How long is long enough for this mission in a country that is not even as important to US security as the Congo?
Christmas Eve 1979. The Russians— the enemy America loved to hate— invaded Afghanistan. Jimmy Carter’s troubled presidency had one year remaining. President Carter signed a “presidential finding” authorizing the Central Intelligence Agency (CIA) to jump from intelligence gathering to an “operational” role in Afghanistan.
President Reagan reauthorized the Carter finding in 1981. Thus began 32 years of U.S. involvement in a belligerency in Afghanistan. The presidential finding authorized the CIA to ship weapons and other war materiel to the guerrillas and warlords who were willing to fight the Russians. Because America lacked direct access to Russian occupied Afghanistan and because the U.S. wanted to hide its involvement, American aid had to be delivered through Pakistan. The Pakistani military intelligence service (ISI) had extensive knowledge of Afghanistan, and the ISI routed the deliveries to the Afghan guerrillas.
A Communist faction had seized control of the Afghan government in 1978. The Russians sent advisors to the new government. One of Russia’s objectives was to modernize Afghanistan.
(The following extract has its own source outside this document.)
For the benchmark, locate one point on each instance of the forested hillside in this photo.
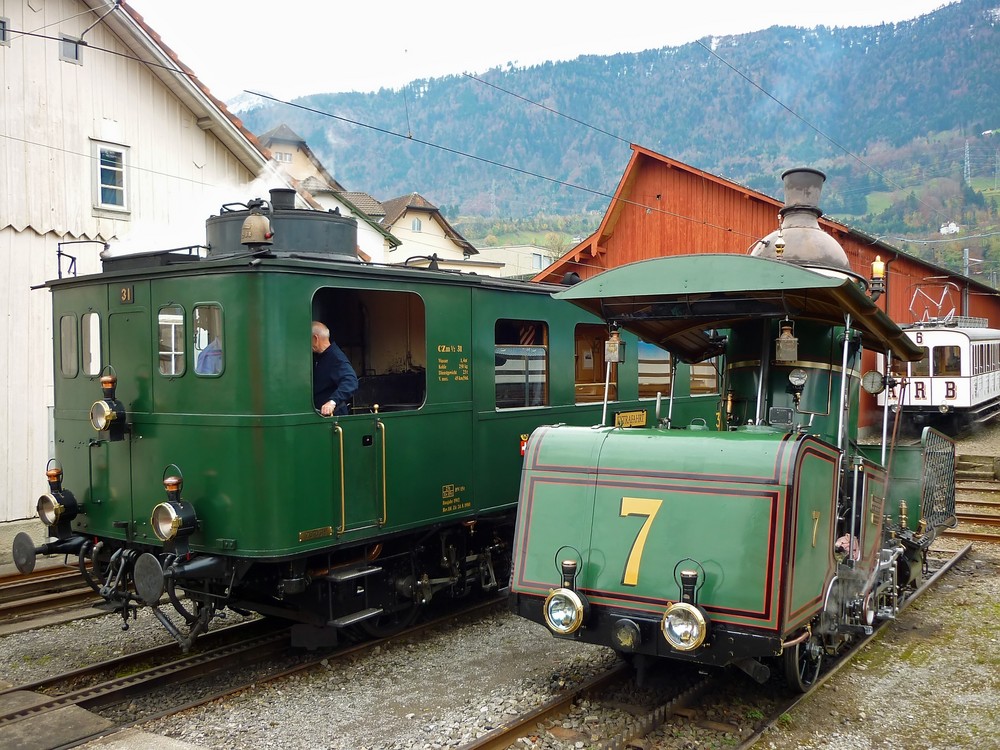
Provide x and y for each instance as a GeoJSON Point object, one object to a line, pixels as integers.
{"type": "Point", "coordinates": [886, 111]}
The Russian-advised government required girls to attend school, and attempted land reform, and engaged in many policies that angered the rural population, especially in Pashtun areas. Several Russians were murdered, and the rebellion spread across the country. In late December 1979, Russia sent its Fortieth Army to Afghanistan to maintain control.
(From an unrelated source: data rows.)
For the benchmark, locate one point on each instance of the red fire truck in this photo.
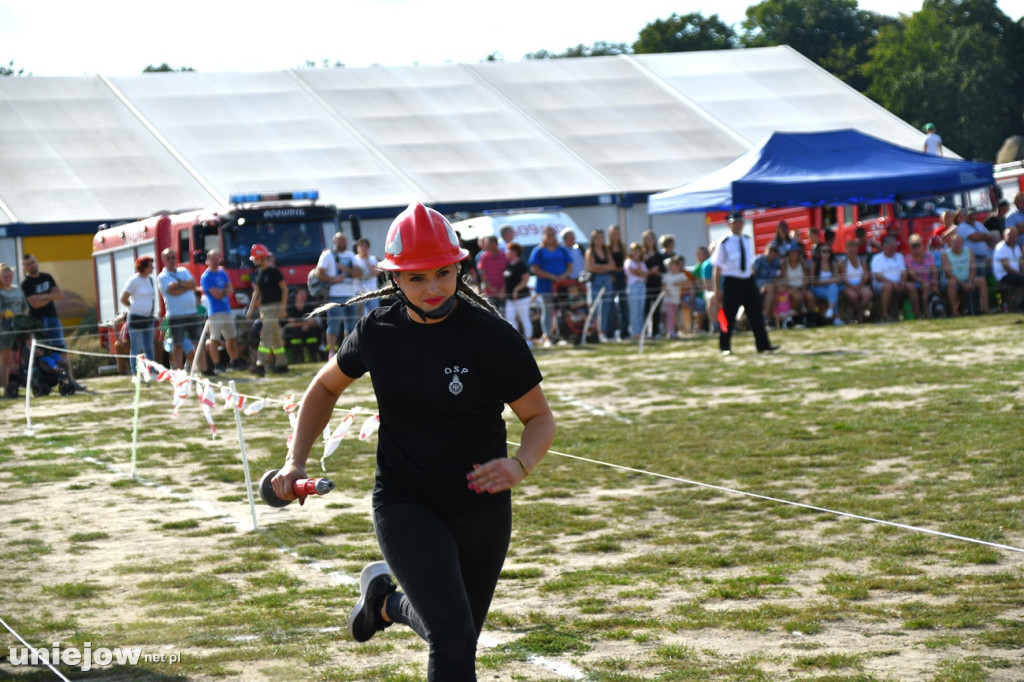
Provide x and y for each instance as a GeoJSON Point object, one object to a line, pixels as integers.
{"type": "Point", "coordinates": [291, 224]}
{"type": "Point", "coordinates": [920, 216]}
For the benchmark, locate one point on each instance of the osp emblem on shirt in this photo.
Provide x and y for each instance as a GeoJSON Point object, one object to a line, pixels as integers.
{"type": "Point", "coordinates": [456, 385]}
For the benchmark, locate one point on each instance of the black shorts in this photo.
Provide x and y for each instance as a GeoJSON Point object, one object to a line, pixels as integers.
{"type": "Point", "coordinates": [182, 326]}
Afghanistan, the world’s leading producer of opium and heroin, is beset by feuding tribes and factions. The Afghan boundary with Pakistan was arbitrarily drawn by a British colonial agent. The boundary splits the influential Pashtun tribal group leaving some Pashtuns in Pakistan and some in Afghanistan. Both Afghanistan and Pakistan have vital interests that differ from U.S. interests.
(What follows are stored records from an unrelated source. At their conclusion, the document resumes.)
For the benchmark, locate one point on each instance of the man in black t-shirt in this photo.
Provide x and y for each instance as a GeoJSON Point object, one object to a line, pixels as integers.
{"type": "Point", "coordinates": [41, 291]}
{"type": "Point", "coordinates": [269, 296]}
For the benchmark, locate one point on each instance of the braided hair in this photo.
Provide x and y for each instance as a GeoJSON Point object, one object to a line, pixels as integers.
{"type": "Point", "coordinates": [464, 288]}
During the Reagan Presidency (1981-89), the U.S. sent large quantities of weapons to the several factions fighting the Russians. Money flowed freely from the U.S., from Saudi Arabia, and from numerous Muslim countries and charities. America warmly embraced Muslim radicals because they were willing to fight the Russians. We called the Muslim radicals “freedom fighters”. Muslim volunteers came from 43 countries to fight the Russians in Afghanistan including Osama bin Laden who recruited his own radical followers.
After 10 years of bitter and futile experience, the Russians withdrew from Afghanistan. They were gone by early 1989. President Herbert Walker Bush administration (1989-93) honored the US commitment to abandon the Mujahidin once the Russians were out, and saw no further US strategic interest in Afghanistan.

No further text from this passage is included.